HOLLAND, Mich — On the open waters of Lake Michigan, a group of men hatched an idea that helped make sure kids across the West Ottawa Public Schools district were fed.
"I'm a charter captain in the summer," said second grade teacher Jeff Gaul.
"Our friend Rick, who is a member at our church, wanted to learn more about fishing. He would take me out with him and I would teach him how to fish for salmon out on the big lake."
But as any angler will tell you, there's a lot of downtime when you're out on the water.
"So you start talking about life and things, and Rick always had this comment of, 'I've been very blessed in my life, and I want to give things back to the community. I'm at the stage of my life where I feel I can do that.' So we just started having those conversations about helping the community," Jeff said.
Rick told Jeff he wanted to help West Ottawa students in particular. And for Jeff, the idea of paying off school lunch debt was at the top of the list for this school year.
"The federal government stopped their COVID funds for free lunches for all students. So you have to fill out paperwork and you can qualify for free and reduced lunch, but it went back to you have to pay for your son or daughter's school lunch again," Jeff said.
The men, along with pastor Nate Schipper, took the idea to the congregation at Fellowship Church in Holland. They were hooked.
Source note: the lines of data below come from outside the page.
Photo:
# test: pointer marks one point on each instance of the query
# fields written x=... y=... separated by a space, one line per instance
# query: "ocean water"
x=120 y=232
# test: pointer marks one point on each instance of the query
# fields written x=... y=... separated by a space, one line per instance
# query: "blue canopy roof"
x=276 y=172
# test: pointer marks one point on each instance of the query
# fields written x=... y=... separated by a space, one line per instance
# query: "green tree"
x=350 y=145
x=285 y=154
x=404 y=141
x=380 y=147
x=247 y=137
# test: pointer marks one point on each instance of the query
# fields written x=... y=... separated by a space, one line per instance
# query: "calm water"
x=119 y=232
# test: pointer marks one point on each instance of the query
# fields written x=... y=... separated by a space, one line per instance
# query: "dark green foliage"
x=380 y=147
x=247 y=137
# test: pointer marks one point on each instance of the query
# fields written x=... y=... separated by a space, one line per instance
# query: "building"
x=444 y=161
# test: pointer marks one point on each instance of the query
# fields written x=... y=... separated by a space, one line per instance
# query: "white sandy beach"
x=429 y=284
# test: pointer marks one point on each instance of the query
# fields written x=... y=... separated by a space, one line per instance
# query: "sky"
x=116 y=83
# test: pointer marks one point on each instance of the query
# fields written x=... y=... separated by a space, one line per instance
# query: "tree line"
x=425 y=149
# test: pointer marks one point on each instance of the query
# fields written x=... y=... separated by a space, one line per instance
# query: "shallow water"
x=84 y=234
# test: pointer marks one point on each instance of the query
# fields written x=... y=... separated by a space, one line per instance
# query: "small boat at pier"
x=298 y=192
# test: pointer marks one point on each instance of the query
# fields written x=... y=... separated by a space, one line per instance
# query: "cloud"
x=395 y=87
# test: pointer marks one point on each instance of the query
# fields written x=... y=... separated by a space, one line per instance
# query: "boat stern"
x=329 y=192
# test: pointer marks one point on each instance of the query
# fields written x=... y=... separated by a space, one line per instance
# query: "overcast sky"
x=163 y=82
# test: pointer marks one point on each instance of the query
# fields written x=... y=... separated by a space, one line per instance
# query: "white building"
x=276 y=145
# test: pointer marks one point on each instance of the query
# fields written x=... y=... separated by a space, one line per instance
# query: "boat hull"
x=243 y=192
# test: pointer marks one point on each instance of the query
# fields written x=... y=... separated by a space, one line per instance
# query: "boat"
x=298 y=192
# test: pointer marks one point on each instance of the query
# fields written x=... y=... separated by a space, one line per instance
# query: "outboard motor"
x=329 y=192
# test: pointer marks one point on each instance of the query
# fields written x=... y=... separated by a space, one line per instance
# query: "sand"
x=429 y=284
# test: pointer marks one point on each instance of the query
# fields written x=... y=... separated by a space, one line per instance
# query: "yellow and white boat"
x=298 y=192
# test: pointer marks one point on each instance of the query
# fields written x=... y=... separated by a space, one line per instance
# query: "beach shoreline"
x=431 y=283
So they reached out to the district's director of food service, Jenna Stamp.
"I heard about it right before Christmas time. At the beginning of December, they were asking how much do we owe? How much do the kids owe?" she said.
About 385 of the district's 7,000 students had outstanding balances combining to total $2,400. Some individual donations had taken care of part of that total, but still, around $2,000 remained. The congregation at Fellowship Church was up for the task.
"At first we talked about like a $900 number for a couple schools that we're particularly close to, but the congregation was super responsive. And so thanks to their generosity and the funds that they raised, we were able to pay off the balance for the whole district, which is a really cool thing," Pastor Nate said.
Jenna says school breakfasts and lunches are important for kids because they may be the only hot meals that certain kids get on a given day.
"It helps them learn better. It helps them throughout the whole day," she said.
Jeff says he sees first hand how much lunch means to his second graders.
"They smell the mashed potatoes and gravy and their chicken wings that they've waited all day for. They can smell it. And they go in and to see their lunch is in a negative balance, you can actually witness just that fall of emotion," he said.
"To take that pressure away from kids, to have a kid know that they're going to get lunch no matter what, whether it was paid for or not, it was just a great sensation to set up a great afternoon for a kid."
Jenna says if you'd like to make a similar donation in your community, a good first step is to reach out to your local district's food services director.